Boyu en fazla 40 santimetre, kilosu 5’i zor buluyor ama karakteri… Ah, işte o dev gibi! Bir de şu burnuna bakın: burnu yukarı doğru kalkık, ince uzun… Resmen “Ben küçük olabilirim ama burnum karakterimi yansıtır” der gibi.
Doğanın Minyatür Zarafeti
Dik dik’ler Doğu ve Güney Afrika’nın otlaklarında yaşıyor. Aslında gözümüzü biraz zorlasak bir çalının gölgesinde saklanmış bir tanesiyle göz göze bile gelebiliriz ama öyle utangaçlar ki genelde görünmeden kayboluyorlar. Adeta savanın ninja ceylanları gibi.

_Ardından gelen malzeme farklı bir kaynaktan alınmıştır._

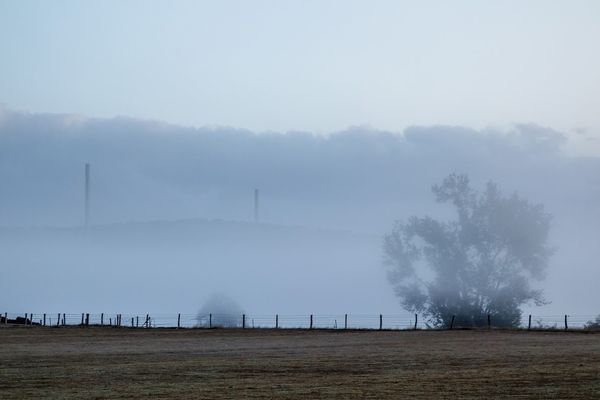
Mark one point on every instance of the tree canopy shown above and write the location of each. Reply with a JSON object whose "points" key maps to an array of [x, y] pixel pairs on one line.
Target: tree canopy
{"points": [[480, 264]]}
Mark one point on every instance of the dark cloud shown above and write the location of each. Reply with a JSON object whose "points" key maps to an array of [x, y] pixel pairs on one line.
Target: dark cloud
{"points": [[360, 179]]}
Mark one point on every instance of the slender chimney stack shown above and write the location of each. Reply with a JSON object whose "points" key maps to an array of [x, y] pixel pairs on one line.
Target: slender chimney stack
{"points": [[87, 194], [255, 205]]}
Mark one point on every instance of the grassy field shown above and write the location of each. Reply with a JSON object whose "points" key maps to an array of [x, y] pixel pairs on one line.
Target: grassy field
{"points": [[110, 363]]}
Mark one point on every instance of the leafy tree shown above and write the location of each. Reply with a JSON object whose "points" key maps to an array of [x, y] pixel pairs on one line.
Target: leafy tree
{"points": [[480, 264]]}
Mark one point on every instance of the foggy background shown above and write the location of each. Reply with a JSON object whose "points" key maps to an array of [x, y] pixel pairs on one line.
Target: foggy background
{"points": [[344, 114], [172, 212]]}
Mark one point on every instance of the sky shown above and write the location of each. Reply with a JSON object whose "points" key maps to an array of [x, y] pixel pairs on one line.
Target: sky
{"points": [[342, 113], [317, 66]]}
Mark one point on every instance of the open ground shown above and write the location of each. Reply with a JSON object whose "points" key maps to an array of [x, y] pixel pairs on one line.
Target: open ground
{"points": [[96, 362]]}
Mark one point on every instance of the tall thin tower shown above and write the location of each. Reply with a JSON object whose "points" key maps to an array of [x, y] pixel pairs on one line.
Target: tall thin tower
{"points": [[255, 205], [87, 194]]}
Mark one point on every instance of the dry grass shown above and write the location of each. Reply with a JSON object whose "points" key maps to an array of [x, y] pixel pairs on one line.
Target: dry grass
{"points": [[113, 363]]}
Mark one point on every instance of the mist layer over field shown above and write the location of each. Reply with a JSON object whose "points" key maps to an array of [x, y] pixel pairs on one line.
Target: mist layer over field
{"points": [[172, 212]]}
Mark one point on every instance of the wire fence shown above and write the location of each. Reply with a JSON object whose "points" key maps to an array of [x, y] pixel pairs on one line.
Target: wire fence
{"points": [[284, 321]]}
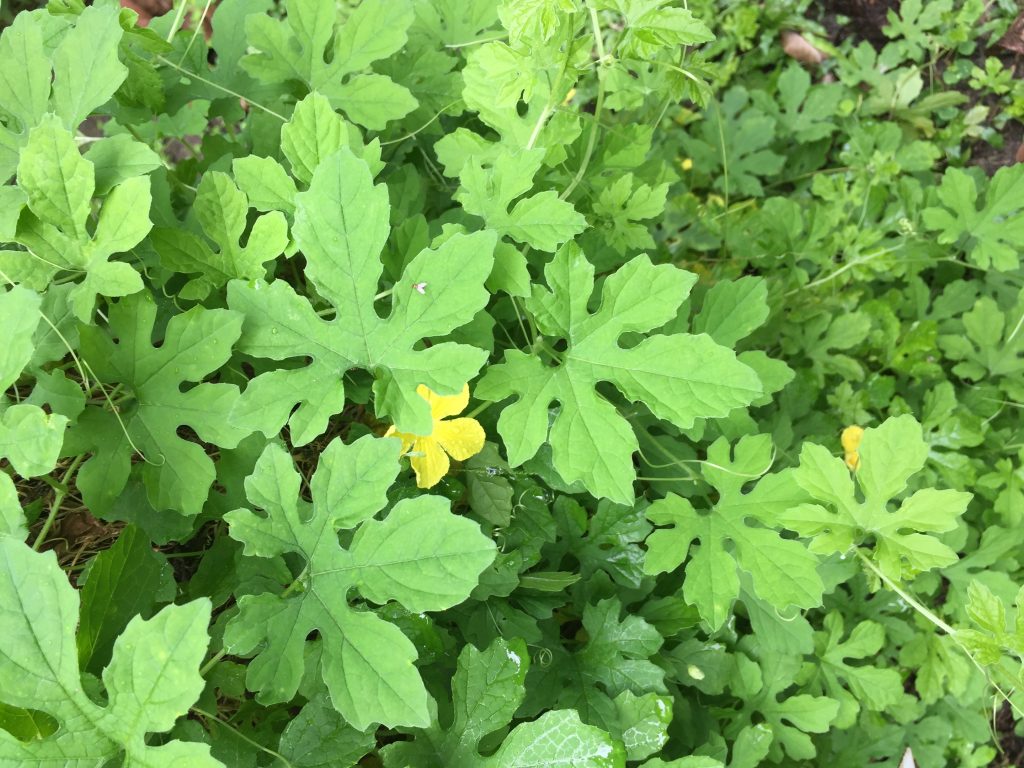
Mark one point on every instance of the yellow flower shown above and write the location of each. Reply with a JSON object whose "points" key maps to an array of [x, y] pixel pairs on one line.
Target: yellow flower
{"points": [[851, 441], [459, 438]]}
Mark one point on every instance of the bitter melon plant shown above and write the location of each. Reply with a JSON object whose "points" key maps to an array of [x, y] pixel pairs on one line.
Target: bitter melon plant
{"points": [[506, 383]]}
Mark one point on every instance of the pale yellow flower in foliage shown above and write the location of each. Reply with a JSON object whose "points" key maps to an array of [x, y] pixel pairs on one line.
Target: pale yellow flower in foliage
{"points": [[459, 438], [850, 440]]}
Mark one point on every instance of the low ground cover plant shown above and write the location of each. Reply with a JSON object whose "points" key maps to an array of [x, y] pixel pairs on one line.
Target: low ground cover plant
{"points": [[589, 383]]}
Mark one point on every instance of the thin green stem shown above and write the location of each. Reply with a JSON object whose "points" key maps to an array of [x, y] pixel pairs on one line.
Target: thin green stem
{"points": [[422, 127], [907, 597], [598, 108], [479, 409], [242, 735], [945, 628], [176, 25], [59, 495], [205, 669], [218, 86]]}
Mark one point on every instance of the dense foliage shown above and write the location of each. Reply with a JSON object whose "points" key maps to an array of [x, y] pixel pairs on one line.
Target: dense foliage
{"points": [[585, 383]]}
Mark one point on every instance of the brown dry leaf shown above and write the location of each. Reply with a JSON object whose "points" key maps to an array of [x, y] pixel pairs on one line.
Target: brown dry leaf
{"points": [[1014, 39], [797, 46]]}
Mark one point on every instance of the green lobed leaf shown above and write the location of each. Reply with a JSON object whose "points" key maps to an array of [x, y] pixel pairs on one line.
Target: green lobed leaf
{"points": [[153, 677], [420, 555], [679, 377], [343, 262], [783, 571]]}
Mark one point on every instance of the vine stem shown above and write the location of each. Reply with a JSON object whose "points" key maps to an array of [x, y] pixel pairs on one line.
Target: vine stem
{"points": [[598, 108], [242, 735], [59, 495], [205, 669], [931, 616], [909, 599], [197, 76]]}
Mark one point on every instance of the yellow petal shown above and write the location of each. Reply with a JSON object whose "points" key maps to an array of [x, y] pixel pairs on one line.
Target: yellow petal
{"points": [[407, 439], [850, 440], [442, 406], [851, 437], [460, 437], [429, 462]]}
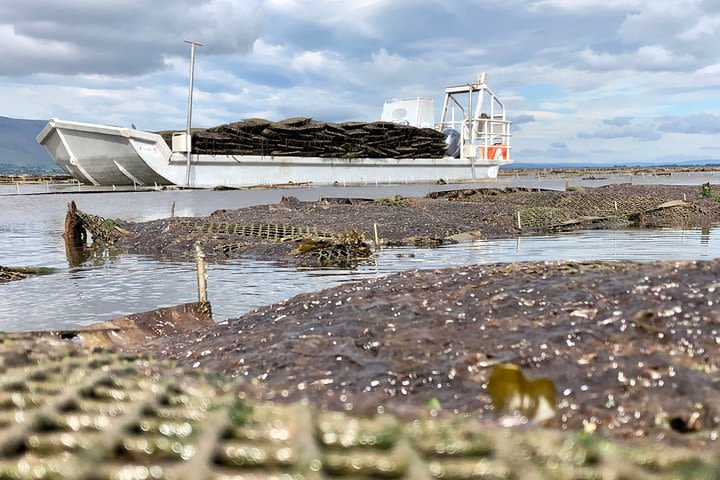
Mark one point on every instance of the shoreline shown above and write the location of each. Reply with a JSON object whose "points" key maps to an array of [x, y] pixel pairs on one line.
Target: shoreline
{"points": [[632, 349]]}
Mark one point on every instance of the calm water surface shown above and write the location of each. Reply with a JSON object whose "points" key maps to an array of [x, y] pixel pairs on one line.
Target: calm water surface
{"points": [[104, 288]]}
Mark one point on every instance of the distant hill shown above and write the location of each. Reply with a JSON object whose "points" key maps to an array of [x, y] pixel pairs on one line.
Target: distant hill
{"points": [[17, 142]]}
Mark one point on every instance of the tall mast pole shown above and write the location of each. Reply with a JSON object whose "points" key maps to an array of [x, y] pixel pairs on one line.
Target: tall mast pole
{"points": [[193, 44]]}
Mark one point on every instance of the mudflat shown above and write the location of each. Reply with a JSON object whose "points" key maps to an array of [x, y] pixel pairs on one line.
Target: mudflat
{"points": [[347, 226]]}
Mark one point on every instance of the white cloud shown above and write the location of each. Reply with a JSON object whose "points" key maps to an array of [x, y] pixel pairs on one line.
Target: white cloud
{"points": [[595, 75]]}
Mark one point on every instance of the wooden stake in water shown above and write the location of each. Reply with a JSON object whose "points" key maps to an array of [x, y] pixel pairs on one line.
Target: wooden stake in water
{"points": [[201, 273], [377, 238]]}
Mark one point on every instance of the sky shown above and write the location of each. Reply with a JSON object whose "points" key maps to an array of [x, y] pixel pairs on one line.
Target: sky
{"points": [[584, 81]]}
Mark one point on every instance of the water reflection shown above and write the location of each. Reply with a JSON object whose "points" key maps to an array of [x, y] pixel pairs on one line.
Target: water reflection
{"points": [[106, 286]]}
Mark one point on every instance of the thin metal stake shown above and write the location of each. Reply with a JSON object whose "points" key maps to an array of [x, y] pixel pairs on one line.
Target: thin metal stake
{"points": [[201, 273], [193, 44]]}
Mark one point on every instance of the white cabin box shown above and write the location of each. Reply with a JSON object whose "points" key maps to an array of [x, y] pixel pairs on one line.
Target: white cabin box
{"points": [[416, 112]]}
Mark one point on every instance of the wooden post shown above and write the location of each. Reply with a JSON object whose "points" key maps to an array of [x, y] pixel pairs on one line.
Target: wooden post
{"points": [[201, 273]]}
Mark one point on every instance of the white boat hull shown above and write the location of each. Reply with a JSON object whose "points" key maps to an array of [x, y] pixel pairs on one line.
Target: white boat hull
{"points": [[105, 155]]}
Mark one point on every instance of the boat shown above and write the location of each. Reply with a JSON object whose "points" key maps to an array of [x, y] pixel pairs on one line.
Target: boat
{"points": [[473, 122]]}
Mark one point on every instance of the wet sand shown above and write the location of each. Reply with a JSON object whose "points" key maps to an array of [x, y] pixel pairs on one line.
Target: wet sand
{"points": [[632, 348], [443, 217]]}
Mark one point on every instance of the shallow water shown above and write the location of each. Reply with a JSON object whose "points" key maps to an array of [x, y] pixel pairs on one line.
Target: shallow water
{"points": [[131, 283], [102, 289]]}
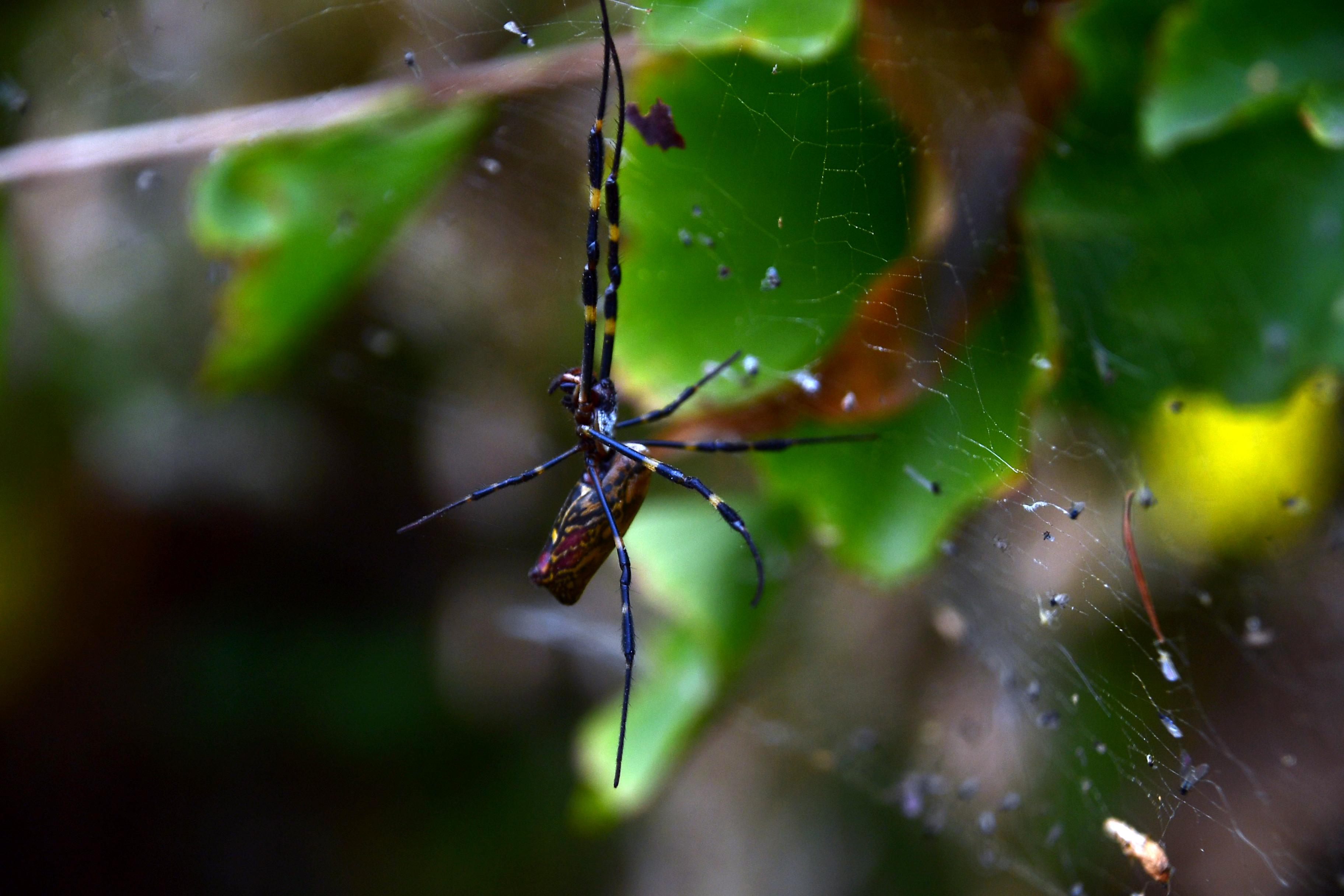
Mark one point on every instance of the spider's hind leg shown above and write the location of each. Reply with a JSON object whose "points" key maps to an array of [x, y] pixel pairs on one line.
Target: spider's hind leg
{"points": [[627, 620], [674, 475]]}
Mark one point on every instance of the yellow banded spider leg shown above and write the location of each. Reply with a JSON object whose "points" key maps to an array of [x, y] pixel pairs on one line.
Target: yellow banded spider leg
{"points": [[581, 539]]}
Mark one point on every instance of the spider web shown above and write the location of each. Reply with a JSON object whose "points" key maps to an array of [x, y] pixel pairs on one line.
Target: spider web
{"points": [[976, 707]]}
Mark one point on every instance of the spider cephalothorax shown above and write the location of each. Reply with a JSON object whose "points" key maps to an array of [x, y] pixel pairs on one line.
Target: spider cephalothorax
{"points": [[593, 520], [597, 407]]}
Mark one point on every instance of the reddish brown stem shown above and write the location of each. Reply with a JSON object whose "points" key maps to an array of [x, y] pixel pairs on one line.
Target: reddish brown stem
{"points": [[1139, 570]]}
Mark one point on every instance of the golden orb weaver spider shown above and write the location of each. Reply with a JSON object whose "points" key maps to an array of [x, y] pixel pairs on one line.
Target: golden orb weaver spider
{"points": [[603, 504]]}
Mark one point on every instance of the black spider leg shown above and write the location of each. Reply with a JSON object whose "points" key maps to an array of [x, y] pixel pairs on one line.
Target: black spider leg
{"points": [[680, 399], [674, 475], [613, 211], [597, 159], [627, 620], [490, 490], [763, 445]]}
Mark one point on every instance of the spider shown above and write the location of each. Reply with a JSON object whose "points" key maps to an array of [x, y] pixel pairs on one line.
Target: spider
{"points": [[611, 491]]}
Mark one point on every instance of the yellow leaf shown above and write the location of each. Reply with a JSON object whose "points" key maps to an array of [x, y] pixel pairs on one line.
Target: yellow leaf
{"points": [[1242, 479]]}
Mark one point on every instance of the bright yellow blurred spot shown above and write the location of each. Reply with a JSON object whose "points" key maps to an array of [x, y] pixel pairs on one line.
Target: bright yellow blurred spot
{"points": [[1242, 479]]}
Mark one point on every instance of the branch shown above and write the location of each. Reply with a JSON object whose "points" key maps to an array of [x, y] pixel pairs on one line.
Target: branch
{"points": [[210, 131]]}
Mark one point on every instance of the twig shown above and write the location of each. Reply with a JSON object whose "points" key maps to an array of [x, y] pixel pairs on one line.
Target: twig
{"points": [[193, 135], [1139, 570]]}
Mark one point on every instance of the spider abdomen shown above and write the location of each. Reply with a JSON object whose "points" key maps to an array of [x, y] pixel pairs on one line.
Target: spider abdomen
{"points": [[581, 538]]}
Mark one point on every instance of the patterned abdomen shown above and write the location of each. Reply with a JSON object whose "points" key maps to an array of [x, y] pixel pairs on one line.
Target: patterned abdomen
{"points": [[581, 538]]}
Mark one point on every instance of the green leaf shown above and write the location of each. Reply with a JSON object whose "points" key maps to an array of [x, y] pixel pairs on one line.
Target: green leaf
{"points": [[1219, 266], [968, 434], [1323, 111], [804, 171], [1222, 62], [307, 218], [698, 573], [772, 30]]}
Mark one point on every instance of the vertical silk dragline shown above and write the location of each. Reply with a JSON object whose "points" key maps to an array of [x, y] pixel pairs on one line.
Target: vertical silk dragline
{"points": [[603, 504]]}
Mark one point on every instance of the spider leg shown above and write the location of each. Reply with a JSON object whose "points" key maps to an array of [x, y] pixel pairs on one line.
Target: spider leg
{"points": [[680, 399], [597, 158], [490, 490], [764, 445], [627, 620], [674, 475], [613, 211]]}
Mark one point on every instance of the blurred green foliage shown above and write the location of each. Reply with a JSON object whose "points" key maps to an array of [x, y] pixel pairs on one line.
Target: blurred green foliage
{"points": [[776, 31], [1218, 265], [966, 434], [804, 170], [701, 581], [1226, 62], [1187, 224], [305, 218]]}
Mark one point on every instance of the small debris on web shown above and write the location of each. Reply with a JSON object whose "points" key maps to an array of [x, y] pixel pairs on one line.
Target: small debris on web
{"points": [[381, 342], [1046, 613], [1140, 847], [929, 486], [912, 796], [512, 27], [1256, 634], [1164, 660], [807, 382], [1191, 776], [658, 127], [863, 739], [949, 624], [13, 97], [1172, 729]]}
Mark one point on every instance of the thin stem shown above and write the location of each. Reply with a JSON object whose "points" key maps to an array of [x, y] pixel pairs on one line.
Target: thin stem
{"points": [[197, 135], [1139, 570]]}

Ama iş sessizlikte saklı. Çünkü onlar için görünmez olmak hayatta kalmanın tek yolu. Küçük bedenleri, çeviklikleri ve hızlı refleksleriyle leoparların, kartalların, çakalların radarından ustalıkla kaçmayı başarıyorlar.
Sevmenin Minik Hâli
Belki de en büyüleyici tarafları, tek eşli olmaları. Evet Şefim, minik dik dik hayatında yalnızca birini seçiyor. Yaşamı boyunca onunla birlikte hareket ediyor. Ormanda yürüyen bir dik dik gördüyseniz, bilin ki yakın bir yerde bir diğeri de vardır; belki bir çalının ardında, belki bir taşın dibinde.
Dik dik’ler, eşleriyle birlikte bir yaşam alanı belirliyor ve orayı titizlikle koruyorlar. Her adımları, her duruşları adeta “burası bizim” diyor. Bu kadar küçük bir bedene bu kadar çok sadakat, bu kadar çok aidiyet duygusu nasıl sığar, insan hayran kalıyor.
Küçük Olmak, Zayıf Olmak Değildir
Dik dik bize şunu öğretiyor: Görünüş bazen çok yanıltıcıdır. Büyük olmak güçlü olmak değildir. Sessiz olmak zayıf olmak değildir. Sadakat, cesaret, bağlılık bazen 30 santimlik bir kalpte de yer bulabilir.
Koca savanda, dev yırtıcıların gölgesinde yaşayıp hâlâ bir hayat kurabiliyorsan, işte o zaman hayata gerçek anlamda kafa tutuyorsundur.
O yüzden Şefim, bir gün kendinizi küçük, yetersiz ya da görünmez hissederseniz… Dik dik’i hatırlayın. Minicik adımlarla koskoca bir dünyada ayakta durmanın ne kadar asil ve zarif olabileceğini size o anlatacaktır.